Linie lotnicze w celu zagwarantowania sobie większej kontroli nad wydatkami w przypadku pozycji, która ma aż niemal 1/3 udział w kosztach tradycyjnie zabezpieczają zakupy paliwa przy wynegocjowanych poziomach cenowych. Oznacza to, że potrzebują również czasu, aby odczuć korzyści z 50-procentowego spadku cen ropy naftowej od czerwca 2014 r.
Lufthansa szacuje, że rachunek za zakup paliwa w 2015 r. spadnie do 5,8 mld EUR wobec 6,7 mld w roku 2014. Projekcja została sporządzana w oparciu o cenę dla ropy Brent nie przekraczającą 68 USD/b w 2015 r.
Obecnie linie lotnicze zabezpieczają 73 proc. zakupów ropy w 2015 r. To mniej niż rok wcześniej gdy wskaźnik ten sięgał 79 proc.

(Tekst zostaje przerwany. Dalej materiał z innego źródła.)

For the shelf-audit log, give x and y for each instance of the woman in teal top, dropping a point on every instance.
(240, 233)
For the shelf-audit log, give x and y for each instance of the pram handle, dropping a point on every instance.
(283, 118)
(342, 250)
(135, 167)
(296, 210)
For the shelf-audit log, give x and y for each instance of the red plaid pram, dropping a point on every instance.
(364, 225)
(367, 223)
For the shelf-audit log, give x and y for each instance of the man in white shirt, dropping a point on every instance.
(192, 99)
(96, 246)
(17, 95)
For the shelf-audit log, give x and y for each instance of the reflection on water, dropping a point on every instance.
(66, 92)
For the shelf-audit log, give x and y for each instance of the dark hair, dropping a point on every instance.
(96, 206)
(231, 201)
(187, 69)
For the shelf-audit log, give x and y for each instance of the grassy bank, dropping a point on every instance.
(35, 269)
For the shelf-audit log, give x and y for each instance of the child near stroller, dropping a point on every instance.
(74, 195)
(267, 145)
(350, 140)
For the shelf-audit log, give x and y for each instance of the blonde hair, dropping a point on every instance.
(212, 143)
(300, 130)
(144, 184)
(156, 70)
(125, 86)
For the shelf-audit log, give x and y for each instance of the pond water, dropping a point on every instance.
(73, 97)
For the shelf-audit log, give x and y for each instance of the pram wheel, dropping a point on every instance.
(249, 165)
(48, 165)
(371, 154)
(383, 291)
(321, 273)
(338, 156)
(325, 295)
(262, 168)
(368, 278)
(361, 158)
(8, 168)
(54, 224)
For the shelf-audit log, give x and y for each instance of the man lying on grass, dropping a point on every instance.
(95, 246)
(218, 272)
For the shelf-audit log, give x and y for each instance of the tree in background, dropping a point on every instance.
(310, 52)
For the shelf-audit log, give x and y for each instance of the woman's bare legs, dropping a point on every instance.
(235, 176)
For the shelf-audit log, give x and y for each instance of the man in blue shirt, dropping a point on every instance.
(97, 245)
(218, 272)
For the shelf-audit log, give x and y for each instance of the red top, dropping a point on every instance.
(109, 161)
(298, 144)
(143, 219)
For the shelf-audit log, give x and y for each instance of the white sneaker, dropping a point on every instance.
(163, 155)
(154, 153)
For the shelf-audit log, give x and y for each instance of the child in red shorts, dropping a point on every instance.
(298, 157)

Gwałtowna przecena ropy doprowadziła do znaczącego wzrostu notowań akcji przewoźników lotniczych. W ostatnich trzech miesiącach kurs walorów Lufthansy wzrósł o 30 proc. W przypadku British Airways zysk sięga aż 43 proc. a akcje Air France-KLM podrożały o 25 proc.